For one group of mechanical engineering students a late night at the gym doesn’t mean a few extra reps on the weight machine.

Engineering professor Mark Yim and his team of undergraduates, doctoral students and staff— all in the Department of Mechanical Engineering and Applied Mechanics—rent out the Sheerr Pool at Pottruck to test a design for robotic boats several nights per week, typically working from 11 p.m until 5 a.m.

Yim and his team receive funding from the Defense Advanced Research Projects Agency’s Tactically Expandable Maritime Platform. TEMP aims to design a system of moving shipping containers that can link together to form islands, bridges and landing strips. At Penn, Yim and his team are building a scale model of the system.

According to DARPA, the project is intended for use in disaster response and a variety of other military purposes.

The team has built more than 100 scaled-down shipping container boats out of laser-cut black plastic that cost about $100 each.

These boats are certainly not like a typical RadioShack remote-controlled vehicle. They are slightly larger and longer than a shoebox and each is named after a chemical element.

Additionally, Yim and his students spent hours writing and manipulating code so that the boats can complete tasks on their own. When directed by the engineers to form an island, the boats move into place and hook together without further instructions.

“We want to press go and for them to figure it out themselves,” explained Jimmy Paulos, one of the doctoral students working on the project.

The boats are also equipped with tiny Gumstix computers, which keep track of the boats’ location and tell them where they need to go.

“It’s about as good as a state of the art computer would have been in 1999 or 2000 and it’s the size of your thumb,” said Jon Greco, another doctoral student from the project. “It sends [the boat] a trajectory.”
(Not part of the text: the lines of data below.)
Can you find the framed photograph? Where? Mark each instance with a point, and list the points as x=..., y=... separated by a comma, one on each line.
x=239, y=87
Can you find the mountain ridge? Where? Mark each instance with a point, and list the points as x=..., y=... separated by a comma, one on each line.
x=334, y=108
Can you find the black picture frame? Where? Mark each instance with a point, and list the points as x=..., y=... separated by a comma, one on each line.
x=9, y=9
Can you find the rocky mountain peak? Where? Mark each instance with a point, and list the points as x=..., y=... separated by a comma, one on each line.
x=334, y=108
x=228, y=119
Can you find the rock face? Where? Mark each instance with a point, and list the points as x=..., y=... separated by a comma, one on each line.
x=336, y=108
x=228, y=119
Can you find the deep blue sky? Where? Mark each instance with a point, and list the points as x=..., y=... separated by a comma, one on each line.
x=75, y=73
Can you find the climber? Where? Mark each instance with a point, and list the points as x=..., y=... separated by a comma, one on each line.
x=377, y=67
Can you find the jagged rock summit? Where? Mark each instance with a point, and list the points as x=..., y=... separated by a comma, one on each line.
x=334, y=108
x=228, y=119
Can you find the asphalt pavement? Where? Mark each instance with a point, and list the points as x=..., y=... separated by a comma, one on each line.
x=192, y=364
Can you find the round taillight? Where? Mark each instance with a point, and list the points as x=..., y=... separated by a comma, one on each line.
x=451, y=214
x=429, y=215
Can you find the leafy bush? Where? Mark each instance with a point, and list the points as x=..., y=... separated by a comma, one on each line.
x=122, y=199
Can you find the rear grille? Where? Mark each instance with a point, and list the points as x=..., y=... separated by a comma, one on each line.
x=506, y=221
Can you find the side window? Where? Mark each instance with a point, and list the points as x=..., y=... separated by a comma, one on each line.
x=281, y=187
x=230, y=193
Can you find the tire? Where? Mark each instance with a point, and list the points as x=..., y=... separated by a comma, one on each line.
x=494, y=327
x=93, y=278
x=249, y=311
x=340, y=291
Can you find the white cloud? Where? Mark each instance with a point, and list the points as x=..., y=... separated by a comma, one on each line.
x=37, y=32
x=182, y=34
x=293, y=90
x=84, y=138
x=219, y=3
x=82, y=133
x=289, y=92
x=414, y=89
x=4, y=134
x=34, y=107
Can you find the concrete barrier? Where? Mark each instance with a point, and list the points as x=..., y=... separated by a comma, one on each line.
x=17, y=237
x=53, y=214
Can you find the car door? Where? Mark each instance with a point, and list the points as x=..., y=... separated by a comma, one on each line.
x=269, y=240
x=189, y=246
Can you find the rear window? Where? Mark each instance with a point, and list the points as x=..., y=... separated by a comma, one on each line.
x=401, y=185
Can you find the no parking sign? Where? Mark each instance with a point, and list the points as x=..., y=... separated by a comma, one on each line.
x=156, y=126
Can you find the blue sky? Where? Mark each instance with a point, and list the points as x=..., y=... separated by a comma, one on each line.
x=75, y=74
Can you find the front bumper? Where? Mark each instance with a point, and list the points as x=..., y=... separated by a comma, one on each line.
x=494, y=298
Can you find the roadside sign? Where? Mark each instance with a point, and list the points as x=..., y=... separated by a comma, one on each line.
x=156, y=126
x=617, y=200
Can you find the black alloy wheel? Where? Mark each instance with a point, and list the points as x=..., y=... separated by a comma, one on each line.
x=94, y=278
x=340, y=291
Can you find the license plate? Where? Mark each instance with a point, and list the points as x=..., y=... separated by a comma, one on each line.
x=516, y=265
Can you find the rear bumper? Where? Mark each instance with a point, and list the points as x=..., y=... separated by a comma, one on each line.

According to Jay Davey, a member of mechanical engineering staff, the Gumstix computer communicates with the boats’ four motors. Davey, who designed much of the boats’ mechanics, says the boats are unique in their movements.

“Our boats are not like regular boats in that they do not need to go forward to turn,” he says.

Since there is one motor on each side of the boats, they easily scoot through the water in any direction, making a mechanical grinding noise.

Last Wednesday, the objective was to get the boats to form a bridge across a corner of the pool and drive a car across the bridge. The week before, the boats successfully configured themselves into an island for one of Engineering professor Vijay Kumar’s quadrotor drones to land on.

Davey got in the water to attach the first boat to a ramp, installed on the edge of the pool deck.

“How’s the water?” asked Greco.

“Better than outside!” Davey said, referencing the dismal rainy weather that night.

The boats were put into the water. Greco and other doctoral students began to tinker with the code.

The coding was slow going and it seemed the mechanics of the boat still needed to be perfected. At one point in the night, Engineering senior Gabby Merritt realized that one boat, “Carbon,” was filled with water and its batteries were ruined. Other boats had issues with their docking system and could not connect with each other.

Around 2:30 a.m., three boxes of pizza arrived and some of the students took a break to eat and talk. Merritt took the time to show professor Yim a bit of a Korean variety show called “Running Man.”

After the break, when most of the undergraduates had left, the exhausted doctoral students remained, moving around the boats and rewriting lines of code.

“I’m pretty sleep deprived at this point. Can you look over my shoulder while I code this?” Greco asked another doctoral student, Tarik Tosun.

Finally, at 3:30 a.m. the boats started to form the desired pattern. It was too late to go forward with making the bridge. However, since the boats now knew how to make the pattern, this next step did not seem far off.

But the team could not stay long, as it was near time to pack up the boats and leave. They needed to be out of the pool by 6:00 a.m. when the swim team would arrive for practice.